Day 1 is a public event structured around panels and student presentations. Day 2 is a closed session for academic staff and industry practitioners, focused on curriculum design and the AI Transparency Framework. Both days produce published outputs shared across all partner institutions.
FRONTIERS is structured as a student programme event. Participation as part of a module requirement, assessed live brief, or curriculum field trip may sit differently within institutional travel and budget frameworks than standard conference attendance.
Visit the FRONTIERS site →A full-day public programme on AI, work, and careers in tourism. Four panels: the four-day working week, the Gen Z career divide, AI and employability, and HR ethics and monitoring. The day closes with a Student Takeover: Masters design challenges, sprint outputs, and thesis work presented to an industry audience.

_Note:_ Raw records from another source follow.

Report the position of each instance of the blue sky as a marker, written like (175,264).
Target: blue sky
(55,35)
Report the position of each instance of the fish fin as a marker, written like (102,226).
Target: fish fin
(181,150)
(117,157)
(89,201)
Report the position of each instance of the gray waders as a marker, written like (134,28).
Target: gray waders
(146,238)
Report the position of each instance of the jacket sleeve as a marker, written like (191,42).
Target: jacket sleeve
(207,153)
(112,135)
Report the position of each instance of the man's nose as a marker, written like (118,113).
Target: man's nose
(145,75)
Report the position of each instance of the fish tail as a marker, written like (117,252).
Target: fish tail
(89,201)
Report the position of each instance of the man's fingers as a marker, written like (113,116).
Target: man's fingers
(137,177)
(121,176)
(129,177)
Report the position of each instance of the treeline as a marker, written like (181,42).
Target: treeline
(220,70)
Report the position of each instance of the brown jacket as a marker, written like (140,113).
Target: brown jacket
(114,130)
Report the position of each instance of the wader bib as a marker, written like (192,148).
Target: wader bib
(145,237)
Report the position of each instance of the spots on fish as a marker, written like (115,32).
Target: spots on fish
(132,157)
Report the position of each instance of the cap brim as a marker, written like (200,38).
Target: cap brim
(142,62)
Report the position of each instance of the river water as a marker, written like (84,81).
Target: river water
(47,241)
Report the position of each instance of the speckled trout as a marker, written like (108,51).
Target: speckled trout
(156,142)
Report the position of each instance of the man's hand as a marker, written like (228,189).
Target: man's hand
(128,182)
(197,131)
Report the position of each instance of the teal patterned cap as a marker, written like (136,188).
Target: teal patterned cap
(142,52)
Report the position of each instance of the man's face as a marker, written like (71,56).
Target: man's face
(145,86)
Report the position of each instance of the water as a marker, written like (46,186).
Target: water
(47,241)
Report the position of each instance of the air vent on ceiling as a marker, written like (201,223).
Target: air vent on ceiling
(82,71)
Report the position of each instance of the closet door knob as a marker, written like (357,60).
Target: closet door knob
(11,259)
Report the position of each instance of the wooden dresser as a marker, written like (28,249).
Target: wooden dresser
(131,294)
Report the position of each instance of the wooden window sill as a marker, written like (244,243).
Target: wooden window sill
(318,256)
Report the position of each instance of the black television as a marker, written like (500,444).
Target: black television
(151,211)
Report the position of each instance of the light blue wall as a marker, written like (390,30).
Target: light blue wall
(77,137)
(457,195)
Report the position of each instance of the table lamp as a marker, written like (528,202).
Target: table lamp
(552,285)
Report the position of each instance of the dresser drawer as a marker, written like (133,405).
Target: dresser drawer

A working day for academic staff and industry practitioners. Morning: student pitches on client case studies alongside a parallel lecturer forum. Afternoon: collaborative curriculum design and AI Transparency Framework deep dive, with outputs shared across all partner institutions as published material.
Winning student teams from the Day 1 design sprints are invited to present at CAMPUS 2026 in the Turku Archipelago, Finland, the following week, in front of an international industry audience.
The programme connects partner institutions to the destination organisations that are actively working on the challenges tourism graduates will encounter professionally. This operates as a structured partnership with defined routes for collaboration through the Applied Research Programme, FRONTIERS, and the wider DTTT network.
Through the Applied Research Programme, partner institutions gain structured access to live challenges from destination management organisations across Europe and beyond. These are real questions that real organisations need help thinking through, not hypothetical briefs.
Partner institutions bring their own networks into the programme. Connections to university research partnership networks, regional academic clusters, and European applied sciences institutions all strengthen the partnership and extend the reach of the industry collaboration model. Institutions already connected to networks such as RUN-EU can bring those relationships into the programme.
Students and staff at partner institutions engage directly with destination professionals through FRONTIERS, the Applied Research Programme, and the wider DTTT network, the people who are hiring graduates, assessing research, and shaping the direction of the sector.
There is currently no community that specifically serves applied sciences tourism institutions, focused on practice, skills, and career outcomes rather than academic research output. This programme is building that community from 2026. The institutions that join now help shape what it becomes.
IFITT serves research-oriented tourism academics well. This programme serves a different community, specifically applied sciences institutions where the primary measure of success is graduate employability and professional capability. The two networks are complementary rather than in competition.
The programme is structured in three access layers. Institutions take the institutional access layer as their foundation, and the student cohort certification layer scales with the size of the cohort they want to put through it. Individual students can also access the certification independently.
FRONTIERS 2026 marks the full launch. We are working with a small founding cohort of institutions now, ahead of the September open intake.
Existing DTTT academia members are invited to join at their current membership rate for the 2026–27 year as founding partners. We ask in return that you bring one other institution into the conversation at FRONTIERS 2026.